ROME (Reuters) – A leader of an ultra-traditionalist
Catholic group that broke with the Vatican said on Saturday
that Pope Benedict should tell Jews and members of other
religions to convert because they are part of “false systems.”

Father Franz Schmidberger, a top official of the Society of
Saint Pius X (SSPX), also called on the Pope to invalidate
excommunications imposed when its founder, the late French
Archbishop Marcel Lefebvre, ordained bishops without
permission.

The SSPX rejects the reforms of the 1962-1965 Second
Vatican Council. It sticks to the old Latin mass and opposes
recognizing the validity of other religions, particularly
non-Christians.

“Other religions, as such, are false systems,” said
Schmidberger, who is the right-hand man of the traditionalists’
current head, Bishop Bernard Fellay.

“Instead of leading their members to our Lord Jesus Christ,
to Baptism and the confession of faith in his divinity, they
refrain from this and so we consider these other religions as
very dangerous,” he told a news conference presenting a
biography of Lefebvre.

“St Peter, the first pope, preached to the Jews and told
them that ‘if you want to be saved you must do three things:
you must regret your sins and convert, believe in our lord
Jesus Christ and, thirdly, be baptized,”‘ he said.

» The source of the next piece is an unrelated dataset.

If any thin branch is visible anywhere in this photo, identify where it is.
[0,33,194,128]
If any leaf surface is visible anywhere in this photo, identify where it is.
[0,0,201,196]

“We expect that every pope who claims to be the successor
of St Peter and he (Benedict) is the successor of St Peter,
should take the same stand in meetings with leaders of other
religions and tell them the same three things,” Schmidberger
said.

DIALOGUE

Fellay and Schmidberger held talks with Benedict last
August. But while Benedict shares the SSPX’s concern for some
parts of Catholic tradition and has encouraged wider use of
Latin in the Church, he has vowed to continue the dialogue with
other religions begun by his predecessor John Paul.

Benedict has met Jews, Protestants and Muslims. In August
he visited a synagogue in his native Germany.

The late pope sanctioned the excommunication of the
traditionalist leaders in 1988 when they defied his warnings
and went ahead with the bishops’ ordinations without
permission.

The SSPX, which sees itself as the guardian of true
Catholicism, now has four bishops and some 450 priests around
the world.

Schmidberger said the group had two basic prerequisites for
dialogue with the Vatican

The first was an indult that would allow the unconditional
return of the old-style Latin mass, which was sidelined after
the Second Vatican Council opted for services in local
languages.

Saying the Latin mass now requires approval from local
bishops, who are often reluctant to make exceptions for a tiny
minority in their dioceses.

The second prerequisite was that the excommunications
imposed on the group in 1988 be declared invalid.

One of the best-known traditionalist Catholics is actor Mel
Gibson but it is not clear if he supports the SSPX, which is
based at the rebel seminary Lefebvre ran in Switzerland.